Recenzja: Perl – R(a)ve
PERL
R(a)ve (2013)
Francja, Apathia Records, Rock / Metal
To chyba najbardziej nietypowe wydawnictwo jakie trafiło w me ręce od dawien dawna. W tym wypadku nietypowość jest w pełni uzasadniona z każdej strony. Na pierwszy rzut oka wydawało mi się, że będę miał do czynienia z minimalistycznym black’iem. Sugerowała by tak okładka jednak nic bardziej mylnego. Perl to bardzo minimalistyczny i wręcz ascetyczny rock z mikro-domieszką metalu. A raczej nie tyle metalu co kilku riffów. „R(a)ve” opiera się w 90% na wokalach i to w języku francuskim. Przestrzegam, że trzeba być przygotowanym na taką dawkę albo przynajmniej trzeba lubić język. Mimo, że dysponuję otwartym umysłem to ciężko było mi przebrnąć przez czyste wokalizy Aline. To, że ktoś zawodzi po francusku i wydaje mu się, że śpiewa to nie znaczy, że tak naprawdę jest.

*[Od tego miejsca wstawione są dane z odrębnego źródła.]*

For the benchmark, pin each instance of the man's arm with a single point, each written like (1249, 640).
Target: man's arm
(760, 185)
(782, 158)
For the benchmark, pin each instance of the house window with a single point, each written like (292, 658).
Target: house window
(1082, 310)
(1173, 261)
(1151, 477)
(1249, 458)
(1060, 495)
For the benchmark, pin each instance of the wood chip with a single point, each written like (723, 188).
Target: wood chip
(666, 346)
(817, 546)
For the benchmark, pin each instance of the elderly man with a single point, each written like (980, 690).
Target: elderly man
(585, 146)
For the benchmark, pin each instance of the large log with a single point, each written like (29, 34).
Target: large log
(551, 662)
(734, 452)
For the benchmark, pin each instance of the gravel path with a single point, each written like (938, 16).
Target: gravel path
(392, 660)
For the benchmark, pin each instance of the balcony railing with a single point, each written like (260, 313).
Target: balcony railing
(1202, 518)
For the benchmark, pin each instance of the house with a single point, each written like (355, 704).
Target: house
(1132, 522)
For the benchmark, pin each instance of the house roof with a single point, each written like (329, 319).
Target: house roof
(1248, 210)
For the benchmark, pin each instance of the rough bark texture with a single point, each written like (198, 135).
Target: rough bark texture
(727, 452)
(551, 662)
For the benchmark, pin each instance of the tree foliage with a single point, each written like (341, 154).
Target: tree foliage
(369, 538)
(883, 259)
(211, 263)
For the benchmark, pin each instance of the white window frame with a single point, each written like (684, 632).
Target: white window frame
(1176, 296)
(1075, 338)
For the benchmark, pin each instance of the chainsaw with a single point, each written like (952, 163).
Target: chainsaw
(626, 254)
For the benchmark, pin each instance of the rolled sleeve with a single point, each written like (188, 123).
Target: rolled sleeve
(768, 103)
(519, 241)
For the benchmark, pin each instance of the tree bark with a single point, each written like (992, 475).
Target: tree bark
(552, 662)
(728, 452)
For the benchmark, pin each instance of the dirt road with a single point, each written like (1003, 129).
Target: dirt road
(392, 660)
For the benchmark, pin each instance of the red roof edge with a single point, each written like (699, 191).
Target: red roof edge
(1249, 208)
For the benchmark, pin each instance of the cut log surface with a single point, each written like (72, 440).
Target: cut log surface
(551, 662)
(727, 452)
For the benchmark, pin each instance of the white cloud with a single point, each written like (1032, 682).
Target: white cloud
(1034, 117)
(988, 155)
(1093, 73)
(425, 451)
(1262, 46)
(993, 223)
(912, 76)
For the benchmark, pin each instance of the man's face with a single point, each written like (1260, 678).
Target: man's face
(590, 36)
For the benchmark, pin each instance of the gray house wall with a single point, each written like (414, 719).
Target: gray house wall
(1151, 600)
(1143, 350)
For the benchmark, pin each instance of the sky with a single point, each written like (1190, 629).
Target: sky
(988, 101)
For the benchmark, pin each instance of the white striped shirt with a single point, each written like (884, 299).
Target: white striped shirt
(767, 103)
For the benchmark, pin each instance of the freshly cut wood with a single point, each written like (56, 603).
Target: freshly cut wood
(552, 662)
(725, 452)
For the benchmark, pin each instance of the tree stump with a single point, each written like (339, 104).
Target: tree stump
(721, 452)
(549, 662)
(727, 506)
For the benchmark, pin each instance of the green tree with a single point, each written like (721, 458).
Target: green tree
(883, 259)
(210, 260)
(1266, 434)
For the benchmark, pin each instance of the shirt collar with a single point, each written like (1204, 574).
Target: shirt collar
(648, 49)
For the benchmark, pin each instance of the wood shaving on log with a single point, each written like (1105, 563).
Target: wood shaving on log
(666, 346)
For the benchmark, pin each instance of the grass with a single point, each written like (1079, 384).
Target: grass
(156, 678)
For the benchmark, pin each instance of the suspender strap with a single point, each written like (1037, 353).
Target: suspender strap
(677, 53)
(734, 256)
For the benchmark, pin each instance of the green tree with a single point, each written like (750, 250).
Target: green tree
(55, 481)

Powstał tu efekt „eskalacji sztuki”. Można się nabrać, że to rzeczywiście coś ambitnego i wykraczającego poza jakieś ramy a tak naprawdę wypływa z tego materiału jedynie nużąca prostota. Trochę jak z fotografią… wystarczy przerobić na czarno-białą i pozornie mamy do czynienia ze sztuką. Ci francuzi mają podobny pomysł na siebie.
To właściwie tyczy się całości. Są to dźwięki dla koneserów dzikiej przyrody i specyficznej rock’owej lekkości bytu. Może nie jestem znawcą gatunku ale myślę, że można było zdecydowanie odważniej wzbogacić sound Perl. Taka wydumana sterylność nie buduje żadnego konkretnego efektu. Ani nie oferuje ciekawego klimatu ani nie jest miła dla ucha. Takie recytacje nadają się może do głębokiego podziemia i grania w pubie lecz na dłuższą metę nie jestem w stanie znaleźć zastosowania dla „R(a)ve”. Nie wciąga, nie zatrzymuje i nie oferuje nic ciekawego. Kartonowa perkusja i monotonne gitary nie są w stanie mnie zatrzymać. Ładnie wydane więc można postawić na półce i udawać jacy jesteśmy „alternatywni”.